Step 2: Rename Segmented Files

  1. Locate the Segmented File

    • Within the unzipped folder, find the segmented file in the directory named "355".
  2. Rename the File

    • Rename this segmented file to match the naming convention of the other files for consistency.

Step 3: Install Necessary Libraries

  1. Install nibabel
    • To handle NIfTI (.nii.gz) files, install the nibabel library. You can do this using pip:
      pip install nibabel
      

Step 4: Scale the Volumes

  1. Use MinMaxScaler
    • Scale all volumes using MinMaxScaler from the sklearn.preprocessing library to ensure the pixel values are normalized.

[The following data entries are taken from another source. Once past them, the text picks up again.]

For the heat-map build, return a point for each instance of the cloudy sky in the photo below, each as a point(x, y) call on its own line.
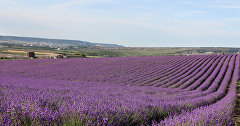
point(135, 23)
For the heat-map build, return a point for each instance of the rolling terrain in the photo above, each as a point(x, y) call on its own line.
point(156, 90)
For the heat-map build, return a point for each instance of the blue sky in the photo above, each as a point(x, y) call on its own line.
point(135, 23)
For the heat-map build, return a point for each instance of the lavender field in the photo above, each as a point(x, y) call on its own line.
point(160, 90)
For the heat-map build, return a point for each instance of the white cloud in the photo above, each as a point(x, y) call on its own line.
point(77, 2)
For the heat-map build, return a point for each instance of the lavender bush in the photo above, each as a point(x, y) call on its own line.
point(161, 90)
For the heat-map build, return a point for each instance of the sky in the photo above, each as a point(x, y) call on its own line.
point(131, 23)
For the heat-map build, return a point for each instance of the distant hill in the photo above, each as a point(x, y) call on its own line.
point(19, 40)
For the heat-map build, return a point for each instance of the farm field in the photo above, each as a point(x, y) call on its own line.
point(154, 90)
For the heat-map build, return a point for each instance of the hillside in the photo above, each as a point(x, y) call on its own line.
point(54, 42)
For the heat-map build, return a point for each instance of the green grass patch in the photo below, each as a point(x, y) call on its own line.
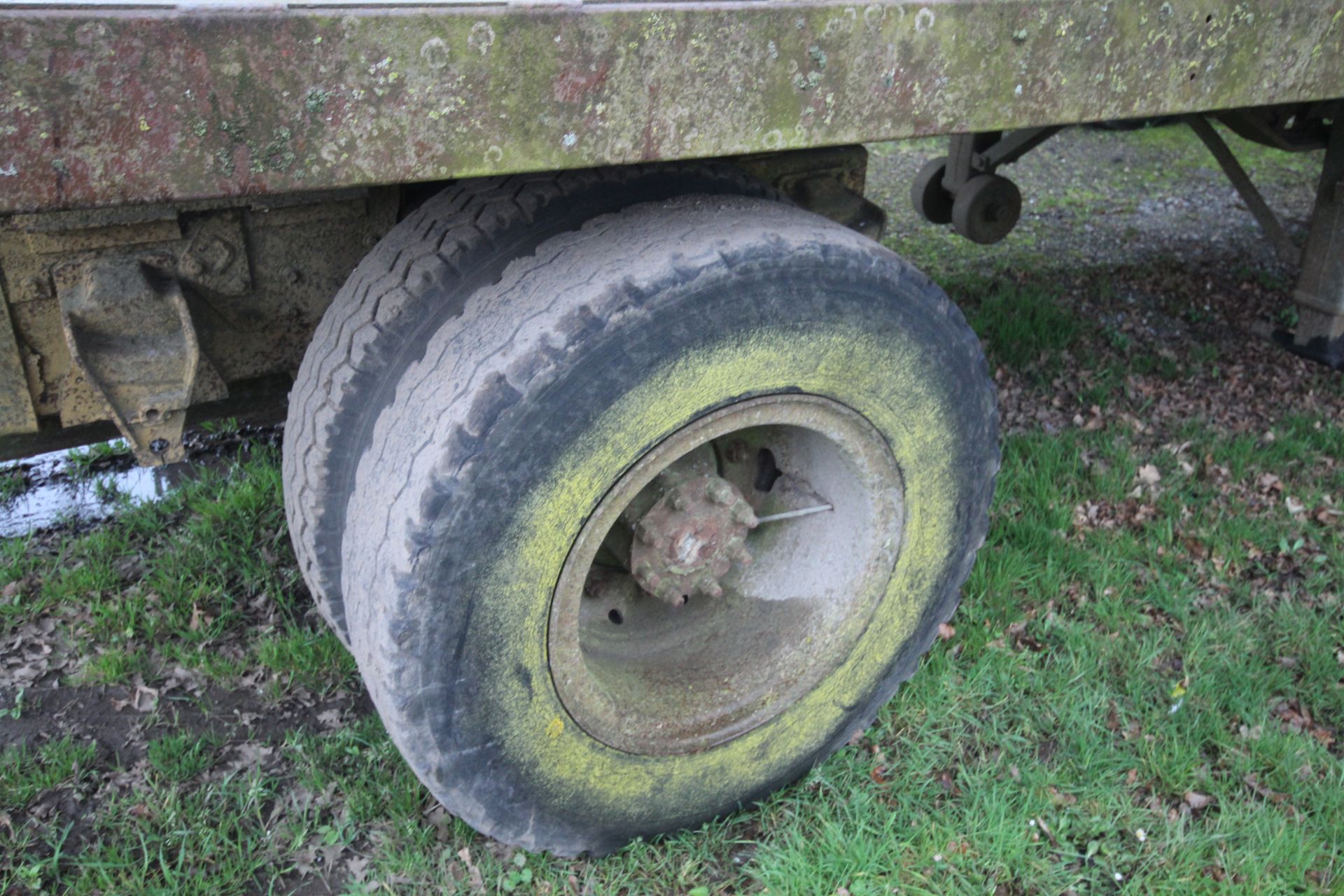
point(182, 757)
point(1101, 679)
point(1023, 327)
point(24, 771)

Step 5: Combine Non-Native Volumes

  1. Combine the Volumes
    • Merge the three non-native volumes (T2, T1CE, and FLAIR) into a single multi-channel volume. This can be done using numpy:
      import numpy as np
      combined_volume = np.stack((T2, T1CE, FLAIR), axis=-1)
      

Step 6: Reassign Pixel Values

  1. Reassign Pixels
    • Change pixel values from 4 to 3, as label 3 is missing from the original annotations. You can perform this operation using:
      combined_volume[combined_volume == 4] = 3
      

Step 7: Crop Volumes

  1. Crop to Region of Interest
    • Remove unnecessary blank regions by cropping all volumes to a size of 128x128x128. This can be done using slicing techniques in numpy.

Step 8: Filter Volumes

  1. Drop Insufficiently Annotated Volumes
    • Analyze the volumes and drop any where the percentage of annotated data is below a certain threshold to maximize training efficiency.

Step 9: Save Volumes as Numpy Arrays

  1. Save Useful Volumes
    • Save all useful volumes to your local drive in the .npy format using:
      np.save('path/to/save/volume.npy', combined_volume)
      

Step 10: Split Data into Train and Validation Sets

  1. Create Train and Validation Datasets
    • Split the image and mask volumes into training and validation datasets to prepare for model training.

Conclusion

You have successfully prepared the BraTS2020 dataset for semantic segmentation. The steps outlined include downloading and organizing the data, processing it for compatibility, and saving it in a usable format for training. In the next part of this series, you will learn how to define a custom data generator for your model.